上神田校長 東日本大震災の被災地にご協力するために、学生ボランティアや炊き出しなどの活動もしているのですが、参加を希望する学生が思った以上に多いのです。誰かの役に立ちたいという想いは、若い世代も強く持っているのです。ボランティア活動などの実践的な体験は、学生自身の成長にもつながりますし、こちらの里山やファームなどと連携してできることがあると思っています。

石坂 この里山には、多くの子供たちが野菜の収穫体験などに来てくれています。たとえば、野菜の収穫に合わせて、調理師を目指す学生の方々にもご参加いただき、畑での収穫から、その野菜を使った調理までを子供たちと一緒にやっていただくなどのアイディアも考えられると思っています。同じ若い世代同士で、里山という環境の中で語らい、交流してもらうことで、自分の自信になったり、苦手意識を改善してもらったりと、人に教える機会の中で得られることはたくさんあると思います。

上神田校長 学生にとっても、人に話す・教えるという経験を積むことは大切な機会になると思います。その1日は、自分たちがマイスターのような立場になって、責任を持って子供たちに対応していくことは貴重な体験になると思います。

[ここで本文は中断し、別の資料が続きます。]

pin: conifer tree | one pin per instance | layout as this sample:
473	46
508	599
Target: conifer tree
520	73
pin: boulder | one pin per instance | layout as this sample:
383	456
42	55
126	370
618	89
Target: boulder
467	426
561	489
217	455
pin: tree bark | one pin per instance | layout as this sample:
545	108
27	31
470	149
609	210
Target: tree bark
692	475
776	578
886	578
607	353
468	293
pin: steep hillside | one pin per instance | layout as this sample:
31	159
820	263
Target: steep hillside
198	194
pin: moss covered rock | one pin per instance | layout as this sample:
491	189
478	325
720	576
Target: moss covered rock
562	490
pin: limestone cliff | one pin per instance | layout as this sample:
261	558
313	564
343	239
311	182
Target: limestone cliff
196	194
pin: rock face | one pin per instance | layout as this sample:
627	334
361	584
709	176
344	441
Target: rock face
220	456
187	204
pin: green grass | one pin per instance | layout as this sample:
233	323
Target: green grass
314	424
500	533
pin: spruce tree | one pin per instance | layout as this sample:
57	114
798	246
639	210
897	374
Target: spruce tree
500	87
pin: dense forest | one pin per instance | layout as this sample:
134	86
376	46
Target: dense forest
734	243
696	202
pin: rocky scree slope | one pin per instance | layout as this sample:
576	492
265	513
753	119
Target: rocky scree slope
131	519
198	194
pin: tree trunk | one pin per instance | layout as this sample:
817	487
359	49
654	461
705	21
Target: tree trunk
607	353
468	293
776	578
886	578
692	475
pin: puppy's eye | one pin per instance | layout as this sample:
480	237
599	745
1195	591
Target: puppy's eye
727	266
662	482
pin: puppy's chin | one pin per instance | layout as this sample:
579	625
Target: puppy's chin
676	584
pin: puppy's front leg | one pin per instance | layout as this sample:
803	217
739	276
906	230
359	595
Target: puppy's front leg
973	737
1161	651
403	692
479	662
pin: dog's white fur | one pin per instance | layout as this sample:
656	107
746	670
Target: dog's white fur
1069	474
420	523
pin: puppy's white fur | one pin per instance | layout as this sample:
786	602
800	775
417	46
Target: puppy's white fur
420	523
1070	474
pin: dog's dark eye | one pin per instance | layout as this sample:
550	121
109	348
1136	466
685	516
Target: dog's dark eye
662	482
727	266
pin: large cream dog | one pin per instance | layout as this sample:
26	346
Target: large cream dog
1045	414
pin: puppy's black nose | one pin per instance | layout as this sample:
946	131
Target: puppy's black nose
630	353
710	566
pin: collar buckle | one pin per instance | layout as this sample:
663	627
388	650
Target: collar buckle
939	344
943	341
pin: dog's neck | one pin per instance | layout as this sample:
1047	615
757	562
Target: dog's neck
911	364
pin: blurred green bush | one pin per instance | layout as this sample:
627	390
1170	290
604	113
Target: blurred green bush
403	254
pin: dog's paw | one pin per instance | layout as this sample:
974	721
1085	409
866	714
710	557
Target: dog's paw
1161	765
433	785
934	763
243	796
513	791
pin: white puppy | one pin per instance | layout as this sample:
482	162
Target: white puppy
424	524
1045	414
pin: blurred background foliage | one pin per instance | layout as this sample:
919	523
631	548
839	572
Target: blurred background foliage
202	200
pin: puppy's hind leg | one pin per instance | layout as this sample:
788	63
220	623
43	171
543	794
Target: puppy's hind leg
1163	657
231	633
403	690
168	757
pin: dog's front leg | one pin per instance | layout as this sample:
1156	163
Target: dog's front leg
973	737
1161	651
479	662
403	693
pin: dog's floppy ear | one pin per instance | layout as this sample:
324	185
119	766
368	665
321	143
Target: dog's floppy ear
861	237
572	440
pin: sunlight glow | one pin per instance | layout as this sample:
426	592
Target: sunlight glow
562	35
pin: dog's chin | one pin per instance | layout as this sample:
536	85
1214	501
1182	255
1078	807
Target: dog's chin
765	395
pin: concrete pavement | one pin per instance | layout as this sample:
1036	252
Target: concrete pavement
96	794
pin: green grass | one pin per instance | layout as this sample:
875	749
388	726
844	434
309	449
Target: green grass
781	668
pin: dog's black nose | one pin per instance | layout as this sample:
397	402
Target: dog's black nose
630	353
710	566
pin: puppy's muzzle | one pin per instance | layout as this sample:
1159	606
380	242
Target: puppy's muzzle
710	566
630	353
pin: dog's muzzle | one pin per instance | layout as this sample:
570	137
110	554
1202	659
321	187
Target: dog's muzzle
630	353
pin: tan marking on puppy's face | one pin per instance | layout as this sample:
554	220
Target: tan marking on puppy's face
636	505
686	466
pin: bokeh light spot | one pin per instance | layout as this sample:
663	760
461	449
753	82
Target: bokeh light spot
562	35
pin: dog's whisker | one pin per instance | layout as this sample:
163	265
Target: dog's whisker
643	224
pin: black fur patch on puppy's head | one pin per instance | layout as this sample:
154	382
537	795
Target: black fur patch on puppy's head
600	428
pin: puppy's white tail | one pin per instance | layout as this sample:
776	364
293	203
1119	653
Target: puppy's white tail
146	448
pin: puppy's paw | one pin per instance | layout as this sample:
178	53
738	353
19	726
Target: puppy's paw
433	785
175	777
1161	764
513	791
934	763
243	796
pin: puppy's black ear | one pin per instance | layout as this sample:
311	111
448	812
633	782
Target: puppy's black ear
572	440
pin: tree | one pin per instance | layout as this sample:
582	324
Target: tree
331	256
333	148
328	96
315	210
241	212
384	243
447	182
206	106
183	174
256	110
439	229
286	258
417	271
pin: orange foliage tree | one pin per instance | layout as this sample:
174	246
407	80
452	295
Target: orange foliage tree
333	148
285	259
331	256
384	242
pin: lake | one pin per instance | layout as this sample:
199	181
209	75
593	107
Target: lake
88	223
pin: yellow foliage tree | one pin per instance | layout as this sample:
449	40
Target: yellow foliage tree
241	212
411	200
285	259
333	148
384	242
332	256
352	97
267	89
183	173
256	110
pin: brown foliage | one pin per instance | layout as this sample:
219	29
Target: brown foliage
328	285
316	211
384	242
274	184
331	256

石坂 まさに!学生の方々が、調理を通して環境教育に関わり、子供たちに想いを伝えていく先生役になるというのは、意義深いものになると思います。「里山の場を使った若者たちの実践体験」という新たなチャレンジが可能ですね。お互いに成長できる機会を生み出して、親和性の高い関係が築けていけたら幸いです。今日は、貴重なお話を誠にありがとうございました。

上神田梅雄先生/プロフィール

新宿調理師専門学校・校長
銀座「阿伽免(おかめ)」の料理長を皮切りに、24年間、幾多の料理店の総料理長を歴任。卒業後36年を経て、母校・新宿調理師専門学校へ学校長として招聘される。その豊かな経験に裏付けされた、卓越した技能と見識、教員の先頭に立って情熱的な指導・教育をし続けている。同校にて開催される「割烹料理セミナー」は常に人気を博している。
◎著書/若き学生たちに贈るメッセージ集『調理師という人生を目指す君に』を発刊。